The year of agentic AI came with promises of massive productivity gains for businesses, but the rush to adopt new tools and services also opened new attack paths in enterprise environments.
Here are some of the top security risks to the AI ecosystem that were revealed this year by security researchers, either in the wild or as researcher-demonstrated attacks.
Shadow AI and vulnerable AI tools
Giving free reign to employees to experiment with AI tools to automate business processes might sound like a good idea that could surface creative solutions. But it can quickly get out of control if not done under a strict policy and monitoring.
A recent survey of 2,000 employees from companies in the US and UK revealed that 49% use AI tools not sanctioned by their employers and that over half do not understand how their inputs are stored and analyzed by these tools.
The deployment of all AI-related tools and services on premises or in the cloud needs to involve the security team in order to catch insecure configurations or known vulnerabilities.
In its 2025 State of Cloud Security report, Orca Security reported that 84% of organizations now use AI-related tools in the cloud and that 62% had at least one vulnerable AI package in their environments.
A separate report from the Cloud Security Alliance reported that one third of organizations experienced a cloud data breach that involved an AI workload, with 21% of those incidents caused by vulnerabilities, 16% by misconfigured security settings, and 15% by compromised credentials or weak authentication.
Even the AI tools released by major vendors regularly have vulnerabilities identified and patched in them. Examples this year include:
A critical remote code execution (RCE) in open-source AI agent framework Langflow that was also exploited in the wild
An RCE flaw in OpenAI’s Codex CLI
Vulnerabilities in NVIDIA Triton Inference Server
RCE vulnerabilities in major AI inference server frameworks, including those from Meta, Nvidia, Microsoft, and open-source projects such as vLLM and SGLang
Vulnerabilities in open-source compute framework Ray
AI supply chain poisoning
Companies that are developing software with AI-related libraries and frameworks need to be aware that their developers might be targeted. Vetting the source of AI models and development packages is vital.

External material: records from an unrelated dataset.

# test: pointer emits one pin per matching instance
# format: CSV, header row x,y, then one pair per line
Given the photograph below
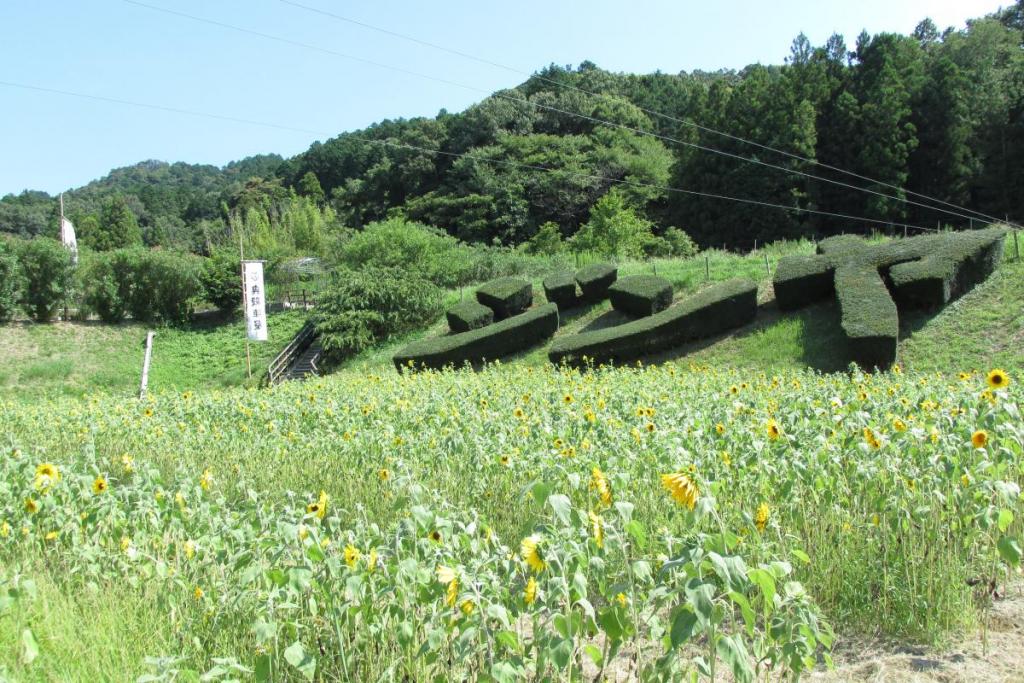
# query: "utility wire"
x,y
685,122
478,158
549,108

This year security researchers from ReversingLabs found malware hidden in AI models hosted on Hugging Face, the largest online hosting database for open-source models and other machine learning assets. Separately, they also found trojanized packages on the Python Package Index (PyPI) posing as SDKs for interacting with AI cloud services from Aliyun AI Labs, Alibaba Cloud’s AI research arm.
In both cases, the attackers exploited the Pickle object serialization format to hide their code, a Python format that is commonly used to store AI models meant to be used with PyTorch, one of the most popular machine learning libraries.
AI credential theft
Attackers are also adopting AI for their operations and would prefer to do so without paying and in other people’s names. The theft of credentials that can be used to access LLMs through official APIs or services such as Amazon Bedrock is now prevalent and has even received a name: LLMjacking.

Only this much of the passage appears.